Hash Database Information reports the two-tier deduplicator that prevents re-exploring states (a NUMA-local L1 in front of a shared global L2):

Field Meaning
L1 (local): Checks / Local Hits / Entries / Size Lookups served by the per-domain cache, how many hit (were duplicates), entries stored, and size vs. its budget.
L2 (global): Checks (L1 misses) / Cross-Domain Hits / Entries / Size Lookups that fell through to the shared table, cross-domain duplicate hits, and its size.
Served locally / Total dup rate Fraction handled without touching L2, and the overall duplicate rate.
L2 Store … Collision Count (Rate …) Global table generation, entries, and hash-collision rate.

A rising Size … / … Mb toward the budget here (rather than the state DB) means hashing is the memory bottleneck — tune the L1/L2 sizes in the config.

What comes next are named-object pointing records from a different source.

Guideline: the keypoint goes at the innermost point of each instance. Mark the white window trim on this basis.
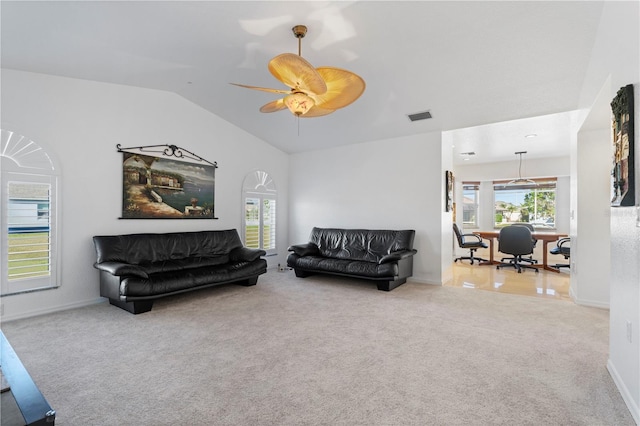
(259, 185)
(23, 160)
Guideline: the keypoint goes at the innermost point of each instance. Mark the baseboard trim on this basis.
(624, 391)
(423, 281)
(38, 312)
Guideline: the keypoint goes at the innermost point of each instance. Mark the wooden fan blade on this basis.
(264, 89)
(273, 106)
(297, 73)
(343, 88)
(317, 112)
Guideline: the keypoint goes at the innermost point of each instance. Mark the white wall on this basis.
(80, 122)
(388, 184)
(615, 63)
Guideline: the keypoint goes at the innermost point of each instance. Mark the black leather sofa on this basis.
(135, 269)
(385, 256)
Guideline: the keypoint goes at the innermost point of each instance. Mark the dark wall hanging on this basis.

Performance and engine internals

  • Thread Count / NUMA Domains — the parallelism the engine is using.
  • Elapsed Time (Step/Total) — wall-clock for this step and cumulatively. By default only the coarse step time plus the serially-measured Advance Hash Db / Advance State Db stages are shown; build with -DdetailedProfiling=true for the full per-operation breakdown (state advance/load/save, hash calculation/checking, rule checking, reward, input generation, etc.).
  • Database Popping State Rates / Free-Slot Cache / Get Free State Rates — NUMA locality bookkeeping for the state pool (hit/steal/locality rates, average NUMA distance). These matter when diagnosing scaling on a multi-socket host; on a single node they can be ignored.
  • Manually Saved Solution — the path/reward of any solution written out so far.

Reading a run at a glance

For day-to-day use, four fields tell you almost everything:

  1. Exit Reason — did it win, exhaust the space, or get cut off?
  2. Win States> 0 confirms a solution was found.
  3. Game State Reward (best state) — is the search making progress toward your goal?
  4. …% Full / Dropped States — are you memory-bound?

If the reward is stuck and Repeated States is ~100% with a small state count, the search has exhausted what it can reach — revisit guidance (magnets, rewards), Allowed Input Sets, or the hashing. See Search Concepts & Tuning.